Think you've heard about strange methods of rodent control? Think again.
In downtown Chicago, coyotes can be seen running the streets, not chasing people—it seems they couldn't have less interest in us. They're just doing their job: chasing rats and voles, and other small rodents.
Cook County has more than 60 coyotes roaming parks, yards, and roadways in search of rodents. They're fitted with radio collars and are part of what the Coyote Project, with more than 300 coyotes captured, calls "the largest urban study of coyotes in the world."

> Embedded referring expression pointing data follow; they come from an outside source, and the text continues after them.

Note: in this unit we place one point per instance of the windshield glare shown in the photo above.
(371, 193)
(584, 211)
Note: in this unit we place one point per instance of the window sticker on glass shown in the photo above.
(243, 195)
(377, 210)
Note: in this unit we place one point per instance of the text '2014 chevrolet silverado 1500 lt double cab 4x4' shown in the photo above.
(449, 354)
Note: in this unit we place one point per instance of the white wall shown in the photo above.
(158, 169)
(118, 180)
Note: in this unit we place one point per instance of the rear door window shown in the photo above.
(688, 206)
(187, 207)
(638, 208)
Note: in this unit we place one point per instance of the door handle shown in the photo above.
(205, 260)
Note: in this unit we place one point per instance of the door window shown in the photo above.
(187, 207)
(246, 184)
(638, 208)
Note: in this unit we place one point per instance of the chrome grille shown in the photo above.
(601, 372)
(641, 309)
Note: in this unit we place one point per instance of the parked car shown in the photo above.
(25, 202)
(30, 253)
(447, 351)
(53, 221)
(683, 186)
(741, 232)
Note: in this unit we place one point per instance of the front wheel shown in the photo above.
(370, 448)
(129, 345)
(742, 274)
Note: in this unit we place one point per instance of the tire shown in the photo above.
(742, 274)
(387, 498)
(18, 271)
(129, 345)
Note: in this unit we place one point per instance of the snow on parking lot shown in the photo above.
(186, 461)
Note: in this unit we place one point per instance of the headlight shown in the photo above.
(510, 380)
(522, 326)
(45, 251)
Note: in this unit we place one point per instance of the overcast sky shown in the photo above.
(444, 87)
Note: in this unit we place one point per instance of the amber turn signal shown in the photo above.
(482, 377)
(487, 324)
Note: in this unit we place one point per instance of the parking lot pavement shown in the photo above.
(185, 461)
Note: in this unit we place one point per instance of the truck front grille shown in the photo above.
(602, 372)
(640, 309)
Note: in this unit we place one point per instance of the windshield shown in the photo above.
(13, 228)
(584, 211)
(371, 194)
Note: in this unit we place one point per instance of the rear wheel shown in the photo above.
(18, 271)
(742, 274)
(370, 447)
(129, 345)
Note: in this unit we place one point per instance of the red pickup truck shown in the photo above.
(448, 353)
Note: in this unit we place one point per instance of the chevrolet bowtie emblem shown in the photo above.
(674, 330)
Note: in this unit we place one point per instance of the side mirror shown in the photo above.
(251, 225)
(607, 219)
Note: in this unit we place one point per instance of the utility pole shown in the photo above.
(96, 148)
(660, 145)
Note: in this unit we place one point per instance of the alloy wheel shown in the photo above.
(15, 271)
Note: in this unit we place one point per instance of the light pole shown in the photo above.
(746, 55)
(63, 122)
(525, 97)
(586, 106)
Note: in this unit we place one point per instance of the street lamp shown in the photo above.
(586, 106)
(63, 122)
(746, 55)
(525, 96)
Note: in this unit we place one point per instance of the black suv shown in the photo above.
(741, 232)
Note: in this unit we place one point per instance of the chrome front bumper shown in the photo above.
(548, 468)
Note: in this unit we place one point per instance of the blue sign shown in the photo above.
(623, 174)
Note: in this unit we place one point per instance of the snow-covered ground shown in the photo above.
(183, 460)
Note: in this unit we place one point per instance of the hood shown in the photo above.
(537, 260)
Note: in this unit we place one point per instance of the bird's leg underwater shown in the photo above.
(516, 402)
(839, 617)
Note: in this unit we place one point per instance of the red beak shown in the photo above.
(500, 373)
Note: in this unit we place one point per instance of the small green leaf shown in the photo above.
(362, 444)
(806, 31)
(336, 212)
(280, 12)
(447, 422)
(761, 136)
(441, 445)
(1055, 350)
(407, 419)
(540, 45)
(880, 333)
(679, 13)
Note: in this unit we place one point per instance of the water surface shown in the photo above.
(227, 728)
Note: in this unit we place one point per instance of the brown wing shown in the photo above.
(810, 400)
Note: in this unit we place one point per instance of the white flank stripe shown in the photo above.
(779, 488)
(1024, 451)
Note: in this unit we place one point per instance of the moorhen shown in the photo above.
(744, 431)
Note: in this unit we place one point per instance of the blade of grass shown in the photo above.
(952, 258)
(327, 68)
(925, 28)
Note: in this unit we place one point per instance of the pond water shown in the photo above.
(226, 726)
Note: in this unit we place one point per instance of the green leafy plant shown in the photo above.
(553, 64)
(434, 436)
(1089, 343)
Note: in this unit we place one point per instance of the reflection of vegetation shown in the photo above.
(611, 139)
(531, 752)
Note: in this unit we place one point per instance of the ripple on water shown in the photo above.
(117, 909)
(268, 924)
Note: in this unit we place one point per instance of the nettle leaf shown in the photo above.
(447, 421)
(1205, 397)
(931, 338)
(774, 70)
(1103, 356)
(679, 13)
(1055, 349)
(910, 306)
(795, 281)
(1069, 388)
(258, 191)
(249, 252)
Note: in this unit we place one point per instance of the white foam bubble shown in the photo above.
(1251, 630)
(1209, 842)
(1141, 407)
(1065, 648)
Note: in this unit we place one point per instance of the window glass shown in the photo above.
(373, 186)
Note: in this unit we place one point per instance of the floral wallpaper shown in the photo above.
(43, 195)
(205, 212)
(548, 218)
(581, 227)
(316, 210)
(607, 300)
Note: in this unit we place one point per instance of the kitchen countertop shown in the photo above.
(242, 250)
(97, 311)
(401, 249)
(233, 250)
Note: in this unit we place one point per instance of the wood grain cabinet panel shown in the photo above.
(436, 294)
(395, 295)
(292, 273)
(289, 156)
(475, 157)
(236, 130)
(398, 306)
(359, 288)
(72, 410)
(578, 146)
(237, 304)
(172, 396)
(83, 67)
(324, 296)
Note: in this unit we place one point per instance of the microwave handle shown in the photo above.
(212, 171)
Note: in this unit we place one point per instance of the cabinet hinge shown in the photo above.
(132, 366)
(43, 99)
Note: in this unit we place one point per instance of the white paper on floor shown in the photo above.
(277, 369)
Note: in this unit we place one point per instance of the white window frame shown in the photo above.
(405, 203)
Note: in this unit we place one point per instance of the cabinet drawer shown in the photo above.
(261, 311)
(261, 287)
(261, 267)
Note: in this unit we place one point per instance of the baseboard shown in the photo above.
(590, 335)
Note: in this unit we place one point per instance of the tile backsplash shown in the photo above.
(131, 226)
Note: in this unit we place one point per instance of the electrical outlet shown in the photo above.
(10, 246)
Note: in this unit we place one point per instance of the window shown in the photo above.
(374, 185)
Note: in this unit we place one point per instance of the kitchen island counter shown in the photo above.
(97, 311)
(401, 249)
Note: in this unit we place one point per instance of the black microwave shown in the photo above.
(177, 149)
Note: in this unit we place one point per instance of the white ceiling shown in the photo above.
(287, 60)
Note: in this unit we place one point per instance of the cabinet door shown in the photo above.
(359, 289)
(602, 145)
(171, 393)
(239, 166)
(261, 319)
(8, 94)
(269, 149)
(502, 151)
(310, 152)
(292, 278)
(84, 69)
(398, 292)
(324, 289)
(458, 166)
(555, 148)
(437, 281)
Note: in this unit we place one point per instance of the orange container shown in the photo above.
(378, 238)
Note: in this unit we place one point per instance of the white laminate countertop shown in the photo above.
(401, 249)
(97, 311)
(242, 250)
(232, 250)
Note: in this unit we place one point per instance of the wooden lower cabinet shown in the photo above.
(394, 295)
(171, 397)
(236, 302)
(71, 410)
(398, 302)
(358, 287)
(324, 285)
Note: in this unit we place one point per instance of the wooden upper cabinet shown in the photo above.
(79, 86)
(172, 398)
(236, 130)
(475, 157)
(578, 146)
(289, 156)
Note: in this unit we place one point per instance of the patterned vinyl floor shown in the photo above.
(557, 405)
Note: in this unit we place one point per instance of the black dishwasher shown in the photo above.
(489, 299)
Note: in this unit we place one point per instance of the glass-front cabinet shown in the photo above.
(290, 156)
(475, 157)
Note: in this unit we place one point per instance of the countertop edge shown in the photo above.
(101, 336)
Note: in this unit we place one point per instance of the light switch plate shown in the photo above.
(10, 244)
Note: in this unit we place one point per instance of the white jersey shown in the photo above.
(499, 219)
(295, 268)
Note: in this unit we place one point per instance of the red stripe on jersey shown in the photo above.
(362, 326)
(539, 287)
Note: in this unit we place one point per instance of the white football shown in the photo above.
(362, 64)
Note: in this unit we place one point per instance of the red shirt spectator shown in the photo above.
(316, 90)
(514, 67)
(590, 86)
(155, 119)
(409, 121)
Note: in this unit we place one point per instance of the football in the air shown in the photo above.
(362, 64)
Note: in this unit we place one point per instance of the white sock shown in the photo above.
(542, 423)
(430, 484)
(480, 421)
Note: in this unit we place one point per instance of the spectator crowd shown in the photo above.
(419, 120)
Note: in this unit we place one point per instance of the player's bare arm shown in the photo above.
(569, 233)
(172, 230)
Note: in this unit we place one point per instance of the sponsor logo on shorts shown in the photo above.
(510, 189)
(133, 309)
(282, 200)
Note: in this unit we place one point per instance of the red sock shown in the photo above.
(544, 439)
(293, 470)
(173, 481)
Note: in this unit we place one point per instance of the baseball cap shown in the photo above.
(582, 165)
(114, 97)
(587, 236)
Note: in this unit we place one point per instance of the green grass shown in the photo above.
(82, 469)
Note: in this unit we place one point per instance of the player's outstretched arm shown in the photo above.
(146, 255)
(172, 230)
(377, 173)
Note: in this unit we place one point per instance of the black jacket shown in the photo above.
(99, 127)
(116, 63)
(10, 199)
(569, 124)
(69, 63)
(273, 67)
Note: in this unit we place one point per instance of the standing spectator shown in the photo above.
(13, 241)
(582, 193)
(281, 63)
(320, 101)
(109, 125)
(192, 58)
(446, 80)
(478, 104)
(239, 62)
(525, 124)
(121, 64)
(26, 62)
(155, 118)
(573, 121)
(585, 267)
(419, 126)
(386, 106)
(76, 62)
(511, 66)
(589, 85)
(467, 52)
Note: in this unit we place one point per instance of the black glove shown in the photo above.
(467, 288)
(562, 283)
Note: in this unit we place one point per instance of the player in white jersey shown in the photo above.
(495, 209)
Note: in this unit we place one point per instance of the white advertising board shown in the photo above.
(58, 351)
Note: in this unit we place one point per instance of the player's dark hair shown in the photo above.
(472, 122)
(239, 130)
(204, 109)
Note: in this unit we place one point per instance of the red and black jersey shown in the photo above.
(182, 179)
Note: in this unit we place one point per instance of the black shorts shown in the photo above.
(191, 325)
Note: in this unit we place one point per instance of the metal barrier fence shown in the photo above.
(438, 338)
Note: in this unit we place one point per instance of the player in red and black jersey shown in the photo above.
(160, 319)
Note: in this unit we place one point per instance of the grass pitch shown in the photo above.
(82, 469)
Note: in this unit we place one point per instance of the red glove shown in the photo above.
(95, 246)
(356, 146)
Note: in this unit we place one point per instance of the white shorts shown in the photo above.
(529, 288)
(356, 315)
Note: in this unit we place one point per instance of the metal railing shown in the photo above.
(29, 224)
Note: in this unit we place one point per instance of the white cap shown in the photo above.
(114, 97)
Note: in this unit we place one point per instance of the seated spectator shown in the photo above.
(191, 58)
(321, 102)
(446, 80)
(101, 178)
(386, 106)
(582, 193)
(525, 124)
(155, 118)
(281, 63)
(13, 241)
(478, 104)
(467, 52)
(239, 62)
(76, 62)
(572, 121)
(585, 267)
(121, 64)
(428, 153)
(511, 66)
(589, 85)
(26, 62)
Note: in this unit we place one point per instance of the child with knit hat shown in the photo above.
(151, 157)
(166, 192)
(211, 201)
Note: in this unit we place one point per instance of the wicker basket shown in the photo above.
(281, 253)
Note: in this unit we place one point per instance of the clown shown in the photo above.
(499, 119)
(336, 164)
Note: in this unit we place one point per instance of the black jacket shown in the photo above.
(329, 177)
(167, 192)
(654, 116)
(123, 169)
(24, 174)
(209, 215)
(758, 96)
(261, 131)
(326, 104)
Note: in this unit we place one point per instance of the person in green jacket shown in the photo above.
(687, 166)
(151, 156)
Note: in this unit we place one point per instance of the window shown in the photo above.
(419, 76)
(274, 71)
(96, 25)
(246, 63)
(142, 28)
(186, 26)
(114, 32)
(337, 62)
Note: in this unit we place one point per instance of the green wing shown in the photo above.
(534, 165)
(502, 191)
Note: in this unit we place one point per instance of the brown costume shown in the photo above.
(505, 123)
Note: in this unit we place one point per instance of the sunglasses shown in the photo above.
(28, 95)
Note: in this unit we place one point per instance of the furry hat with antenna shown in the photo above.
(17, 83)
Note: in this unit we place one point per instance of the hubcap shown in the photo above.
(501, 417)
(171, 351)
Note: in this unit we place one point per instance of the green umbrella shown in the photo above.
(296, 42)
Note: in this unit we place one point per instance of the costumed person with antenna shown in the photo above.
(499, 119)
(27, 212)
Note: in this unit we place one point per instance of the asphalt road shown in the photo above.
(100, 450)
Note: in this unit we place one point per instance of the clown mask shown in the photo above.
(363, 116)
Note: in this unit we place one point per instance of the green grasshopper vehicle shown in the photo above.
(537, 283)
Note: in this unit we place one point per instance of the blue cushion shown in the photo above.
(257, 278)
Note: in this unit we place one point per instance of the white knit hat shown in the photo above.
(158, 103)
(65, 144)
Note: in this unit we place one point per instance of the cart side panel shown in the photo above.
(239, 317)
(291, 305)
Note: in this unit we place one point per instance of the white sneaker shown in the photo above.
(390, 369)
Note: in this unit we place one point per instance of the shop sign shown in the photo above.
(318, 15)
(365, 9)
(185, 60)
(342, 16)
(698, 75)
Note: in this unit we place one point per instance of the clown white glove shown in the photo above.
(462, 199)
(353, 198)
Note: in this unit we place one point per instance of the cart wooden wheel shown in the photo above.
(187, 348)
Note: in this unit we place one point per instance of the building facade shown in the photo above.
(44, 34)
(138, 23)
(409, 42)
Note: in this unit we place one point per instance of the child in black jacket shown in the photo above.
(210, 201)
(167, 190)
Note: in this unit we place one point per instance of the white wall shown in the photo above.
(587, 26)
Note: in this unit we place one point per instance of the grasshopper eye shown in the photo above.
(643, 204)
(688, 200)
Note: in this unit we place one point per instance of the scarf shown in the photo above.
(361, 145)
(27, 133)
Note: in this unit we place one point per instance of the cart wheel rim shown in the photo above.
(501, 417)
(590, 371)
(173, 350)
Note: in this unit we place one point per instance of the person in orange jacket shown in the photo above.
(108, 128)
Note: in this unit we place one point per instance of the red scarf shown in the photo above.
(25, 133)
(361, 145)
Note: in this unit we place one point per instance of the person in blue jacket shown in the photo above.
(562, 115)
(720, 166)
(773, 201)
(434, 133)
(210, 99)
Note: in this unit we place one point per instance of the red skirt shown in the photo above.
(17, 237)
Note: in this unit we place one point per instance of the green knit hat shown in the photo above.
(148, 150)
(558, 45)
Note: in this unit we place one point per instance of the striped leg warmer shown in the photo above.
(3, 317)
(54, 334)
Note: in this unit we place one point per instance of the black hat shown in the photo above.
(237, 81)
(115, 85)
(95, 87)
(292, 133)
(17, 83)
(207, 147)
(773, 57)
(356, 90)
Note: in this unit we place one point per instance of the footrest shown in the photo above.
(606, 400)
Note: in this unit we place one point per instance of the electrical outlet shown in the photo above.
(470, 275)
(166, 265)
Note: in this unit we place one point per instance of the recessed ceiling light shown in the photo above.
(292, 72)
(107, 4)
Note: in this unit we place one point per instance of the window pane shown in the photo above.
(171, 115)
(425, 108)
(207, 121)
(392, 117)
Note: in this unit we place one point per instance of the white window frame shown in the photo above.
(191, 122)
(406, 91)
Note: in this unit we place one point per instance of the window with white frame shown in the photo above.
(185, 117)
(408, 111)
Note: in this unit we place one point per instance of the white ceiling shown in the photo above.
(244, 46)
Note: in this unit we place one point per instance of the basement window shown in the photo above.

The Coyote Project explains the value of their research:
This allows us to peek into the hidden lives of urban coyotes. We use results from this unique project to answer common questions regarding coyotes in urban areas. Many aspects of coyote ecology have direct management implications. Although our study was focused on Cook County, Illinois, we believe the things we have learned about coyotes and people living together are indicative of many metropolitan areas in the Midwest and eastern United States.
NPR reports the project's first animal is "Big Mama," caught in 2000.
"She was a young, transient coyote that was not a member of a group," says Dr. Stan Gehrt of Ohio State who directs the project. By 2002, she had settled down with an uncollared male friend (called, less warmly, "Number 115"), in a heavily-developed area a few miles from O'Hare International Airport. Together Mama and 115 have had at least six litters, producing 45 babies... People hardly ever see them...
"They are similar to many married couples," the project's website says, "where at times they are inseparable, and other times they take short breaks from each other, but they have defended the same territory together continuously."
The project has been successful so far—coyotes keep to themselves almost exclusively, with few human encounters reported in all these years. That's not to say there are no incidents at all:
The most famous encounter happened in 2007 when an otherwise calm coyote walked into a Quizno's sandwich shop in downtown Chicago, and apparently confused (or hot), hopped into a refrigerated case and sat quietly in the fruit juice section.
"It wasn't aggressive at all," restaurant manager Bina Patel told the Chicago Tribune. "It was just looking around." Police came and moved that coyote to someplace safer. Probably a park.
Chicago isn't the first or only outlet to take advantage of coyotes' natural lifestyles: the Fund for Animals points out that cattle ranchers in the West "welcome coyotes on their lands as a way of controlling the burrowing rodents whose holes have injured many cows and horses during round-up time;" and farmers have been known to let coyotes roam fields prone to large insect manifestations—and saved their farms.